Jean Améry was an Austrian writer who with his Jewish wife fled from their home in 1938 after the German Anschluss brought the Nazis to power in their country.

Améry first escaped to France, then settled in Belgium from where he was deported back to France as a German alien. At the age of 31, he  was interned in a concentration camp in southern France for distributing anti-military propaganda to the German occupying forces. Améry went on to be imprisoned in both Auschwitz and Buchenwald.

After his liberation Améry wrote of his experiences in his book, At the Mind’s Limits: Contemplations by a Survivor on Auschwitz and Its Realities, in which he suggested that torture was “the essence” of the Third Reich.

In his book Améry took exception to Hannah Arendt’s famous expression “the banality of evil” saying,

there is no ‘banality of evil,’ and Hannah Arendt, who wrote about it in her Eichmann book, knew the enemy of mankind only from hearsay, saw him only through the glass cage.

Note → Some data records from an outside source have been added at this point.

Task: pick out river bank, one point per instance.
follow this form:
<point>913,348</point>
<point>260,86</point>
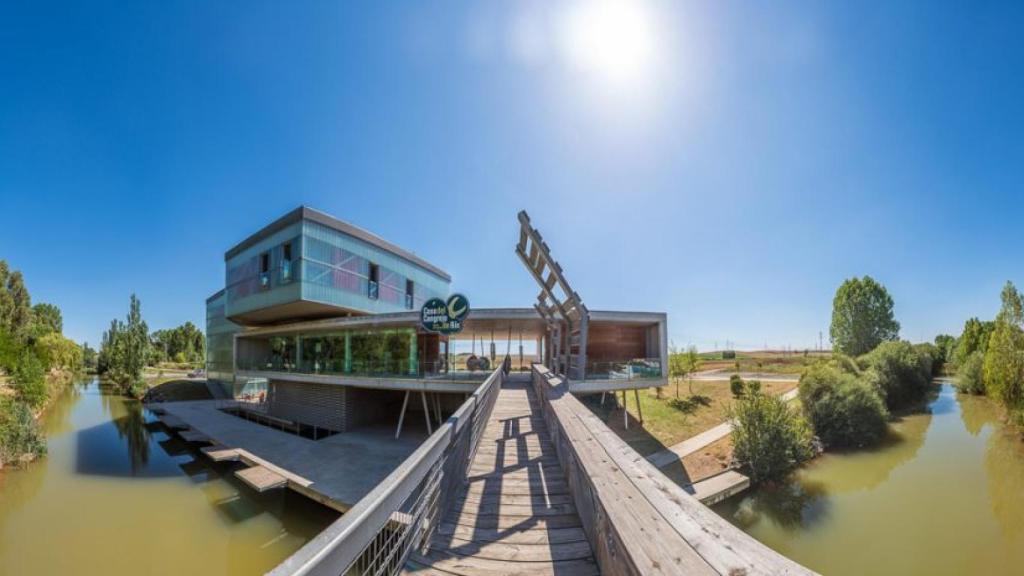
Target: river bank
<point>20,440</point>
<point>943,494</point>
<point>124,497</point>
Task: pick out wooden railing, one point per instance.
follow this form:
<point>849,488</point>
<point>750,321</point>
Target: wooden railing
<point>376,536</point>
<point>637,520</point>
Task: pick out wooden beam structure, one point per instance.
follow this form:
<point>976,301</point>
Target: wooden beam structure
<point>561,307</point>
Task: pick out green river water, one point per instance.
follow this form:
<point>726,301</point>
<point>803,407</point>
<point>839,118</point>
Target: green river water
<point>944,495</point>
<point>116,495</point>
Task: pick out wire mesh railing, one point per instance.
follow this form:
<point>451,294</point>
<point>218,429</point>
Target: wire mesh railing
<point>376,536</point>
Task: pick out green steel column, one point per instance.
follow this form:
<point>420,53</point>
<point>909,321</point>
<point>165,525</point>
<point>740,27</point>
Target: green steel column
<point>348,353</point>
<point>412,352</point>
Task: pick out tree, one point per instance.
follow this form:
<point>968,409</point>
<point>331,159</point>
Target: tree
<point>186,343</point>
<point>58,352</point>
<point>770,439</point>
<point>946,344</point>
<point>736,385</point>
<point>677,367</point>
<point>844,410</point>
<point>1004,368</point>
<point>125,350</point>
<point>691,362</point>
<point>89,357</point>
<point>899,371</point>
<point>16,312</point>
<point>862,317</point>
<point>971,376</point>
<point>30,380</point>
<point>974,338</point>
<point>46,319</point>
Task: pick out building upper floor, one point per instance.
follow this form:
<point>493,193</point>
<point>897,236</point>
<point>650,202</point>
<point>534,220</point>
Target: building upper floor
<point>308,264</point>
<point>626,350</point>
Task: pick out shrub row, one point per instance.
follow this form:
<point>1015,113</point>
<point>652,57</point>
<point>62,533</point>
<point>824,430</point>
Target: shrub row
<point>848,402</point>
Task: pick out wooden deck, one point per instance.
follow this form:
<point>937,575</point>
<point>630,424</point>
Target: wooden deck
<point>514,515</point>
<point>261,479</point>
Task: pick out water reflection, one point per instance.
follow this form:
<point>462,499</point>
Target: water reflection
<point>791,505</point>
<point>114,475</point>
<point>944,494</point>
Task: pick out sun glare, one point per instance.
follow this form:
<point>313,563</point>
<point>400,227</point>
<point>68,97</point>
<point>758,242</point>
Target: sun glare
<point>612,39</point>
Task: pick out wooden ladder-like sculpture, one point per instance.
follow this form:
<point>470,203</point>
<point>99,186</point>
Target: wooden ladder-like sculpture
<point>558,304</point>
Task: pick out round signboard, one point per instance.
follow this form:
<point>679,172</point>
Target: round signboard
<point>444,318</point>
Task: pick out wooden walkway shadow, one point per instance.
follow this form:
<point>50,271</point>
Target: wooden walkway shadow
<point>514,515</point>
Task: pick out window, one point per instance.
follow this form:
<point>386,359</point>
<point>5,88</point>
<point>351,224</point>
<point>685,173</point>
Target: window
<point>264,271</point>
<point>375,278</point>
<point>286,262</point>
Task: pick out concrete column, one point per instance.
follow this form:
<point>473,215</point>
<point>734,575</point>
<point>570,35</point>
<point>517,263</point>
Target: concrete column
<point>412,353</point>
<point>348,354</point>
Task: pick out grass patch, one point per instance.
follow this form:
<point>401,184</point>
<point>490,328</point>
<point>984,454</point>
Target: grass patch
<point>669,420</point>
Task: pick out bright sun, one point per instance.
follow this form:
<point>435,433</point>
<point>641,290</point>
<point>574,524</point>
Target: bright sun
<point>612,39</point>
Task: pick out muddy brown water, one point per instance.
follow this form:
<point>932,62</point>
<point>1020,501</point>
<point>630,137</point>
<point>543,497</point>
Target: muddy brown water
<point>119,495</point>
<point>943,495</point>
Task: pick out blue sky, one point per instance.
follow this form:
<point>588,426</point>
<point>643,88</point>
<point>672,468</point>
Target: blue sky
<point>727,163</point>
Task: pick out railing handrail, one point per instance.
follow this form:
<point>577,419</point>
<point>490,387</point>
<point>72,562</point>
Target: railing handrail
<point>339,545</point>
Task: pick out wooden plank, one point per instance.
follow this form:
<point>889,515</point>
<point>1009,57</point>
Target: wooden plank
<point>261,479</point>
<point>194,436</point>
<point>517,552</point>
<point>719,487</point>
<point>173,422</point>
<point>528,536</point>
<point>629,506</point>
<point>485,567</point>
<point>514,513</point>
<point>219,453</point>
<point>502,508</point>
<point>517,499</point>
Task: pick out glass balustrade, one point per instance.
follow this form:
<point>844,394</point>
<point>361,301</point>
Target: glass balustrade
<point>637,369</point>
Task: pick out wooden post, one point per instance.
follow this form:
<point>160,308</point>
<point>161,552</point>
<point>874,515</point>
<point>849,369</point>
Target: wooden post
<point>626,413</point>
<point>636,396</point>
<point>401,415</point>
<point>426,412</point>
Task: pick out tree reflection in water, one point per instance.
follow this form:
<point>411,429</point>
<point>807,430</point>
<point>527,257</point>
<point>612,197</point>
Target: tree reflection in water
<point>792,505</point>
<point>131,428</point>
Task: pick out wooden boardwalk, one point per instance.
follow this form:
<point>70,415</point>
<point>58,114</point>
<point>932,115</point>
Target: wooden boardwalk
<point>514,515</point>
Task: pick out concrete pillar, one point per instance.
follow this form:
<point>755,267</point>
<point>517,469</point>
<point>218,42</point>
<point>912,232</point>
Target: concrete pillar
<point>412,353</point>
<point>348,353</point>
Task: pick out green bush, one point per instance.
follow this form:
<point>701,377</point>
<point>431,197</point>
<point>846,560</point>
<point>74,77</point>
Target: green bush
<point>19,433</point>
<point>971,376</point>
<point>30,380</point>
<point>899,372</point>
<point>769,439</point>
<point>736,385</point>
<point>845,411</point>
<point>845,364</point>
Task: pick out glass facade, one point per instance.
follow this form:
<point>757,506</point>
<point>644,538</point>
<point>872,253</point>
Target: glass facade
<point>355,353</point>
<point>219,341</point>
<point>339,269</point>
<point>310,261</point>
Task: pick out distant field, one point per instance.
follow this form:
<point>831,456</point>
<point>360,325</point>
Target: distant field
<point>668,421</point>
<point>766,361</point>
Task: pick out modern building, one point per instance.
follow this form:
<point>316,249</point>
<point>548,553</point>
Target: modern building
<point>322,320</point>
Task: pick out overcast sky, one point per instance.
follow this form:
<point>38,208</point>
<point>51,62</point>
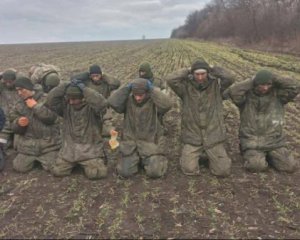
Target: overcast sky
<point>28,21</point>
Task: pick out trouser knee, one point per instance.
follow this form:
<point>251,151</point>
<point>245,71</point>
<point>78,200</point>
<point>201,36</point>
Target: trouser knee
<point>189,159</point>
<point>128,165</point>
<point>23,163</point>
<point>96,169</point>
<point>156,166</point>
<point>255,161</point>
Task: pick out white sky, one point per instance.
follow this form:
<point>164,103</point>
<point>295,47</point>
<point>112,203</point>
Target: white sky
<point>29,21</point>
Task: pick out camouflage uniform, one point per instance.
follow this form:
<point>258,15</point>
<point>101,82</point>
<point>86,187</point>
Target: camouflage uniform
<point>142,139</point>
<point>2,122</point>
<point>39,73</point>
<point>148,74</point>
<point>8,98</point>
<point>106,85</point>
<point>202,124</point>
<point>82,142</point>
<point>262,119</point>
<point>40,140</point>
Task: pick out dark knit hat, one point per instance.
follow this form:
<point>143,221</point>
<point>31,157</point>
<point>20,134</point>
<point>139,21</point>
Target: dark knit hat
<point>24,82</point>
<point>145,67</point>
<point>95,69</point>
<point>74,92</point>
<point>52,80</point>
<point>263,77</point>
<point>139,86</point>
<point>200,64</point>
<point>9,75</point>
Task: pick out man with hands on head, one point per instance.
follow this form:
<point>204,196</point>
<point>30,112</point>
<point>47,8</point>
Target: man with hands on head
<point>142,140</point>
<point>82,143</point>
<point>261,100</point>
<point>203,133</point>
<point>36,128</point>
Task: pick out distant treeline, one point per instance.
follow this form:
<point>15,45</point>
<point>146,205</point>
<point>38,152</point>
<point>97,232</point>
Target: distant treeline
<point>250,21</point>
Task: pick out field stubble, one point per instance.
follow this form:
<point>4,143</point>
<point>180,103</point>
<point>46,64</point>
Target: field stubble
<point>264,205</point>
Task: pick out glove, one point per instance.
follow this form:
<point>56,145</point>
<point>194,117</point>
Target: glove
<point>23,121</point>
<point>30,102</point>
<point>149,85</point>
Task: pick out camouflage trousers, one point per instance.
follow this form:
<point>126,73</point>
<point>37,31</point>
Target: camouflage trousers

I do not believe Arendt was intending to diminish the horror perpetrated by the Nazis throughout the Second World War by coining Adolf Eichmannthe famous phrase “the banality of evil”. She was merely pointing out that evil does not always come dressed in the garments of obvious violence.On the surface Adolf Eichmann looked perfectly normal/”banal”. He appeared to be merely a bureaucrat doing his job, administering the machinery of murder to transport millions to their deaths.

But Améry was understandably sensitive to anything that mightgive the impression of diminishing the evil he had faced at the hands of the Nazi regime. He had stood in the face of the worst violence and inhumanity of which humankind is capable. For him to call such reality “banal” was to diminish the horrific reality to which he had been subjected.

Christian faith asks us to take seriously the reality of evil. The belief system that rose from the crucified body of a man unjustly condemned, agonizingly tortured, and viciously executed invites us to take a cold hard look at the terrible acts of which human beings are capable. Christian faith will not allow us to escape the dark side of the human condition with a superficial nod to the inevitability that at times bad things happen.

Bad things happen in part because there are vicious forces at work in the world and, at times, in every human being. We all have a shadow side which we ignore or deny at our peril. Jesus refused to allow his followers to get off lightly. He demanded they take seriously their attitudes, words and actions. He challenged his followers, saying,

But I say to you that if you are angry with a brother or sister, you will be liable to judgement; and if you insult a brother or sister, you will be liable to the council; and if you say, “You fool”, you will be liable to the hell of fire. (Matthew 5:22)

There is a capacity for evil that lurks within even the most “banal” of us. But, “the hell of fire,” is not the final word. Christian faith, as much as it takes seriously the sorrow and tragedy of life, affirms in the face of all darkness a love that is stronger than death and a beauty that rises out of the ashes of horror in the hearts of those who persevere in love.

Hannah Arendt challenges us to look seriously at Adolf Eichmann and to recognize that the line between him and us may be thinner than we like to think. Jean Améry asks us to acknowledge that, when we cross that line, the acts and attitudes of which human beings are capable are grievously evil and desperately harmful to life.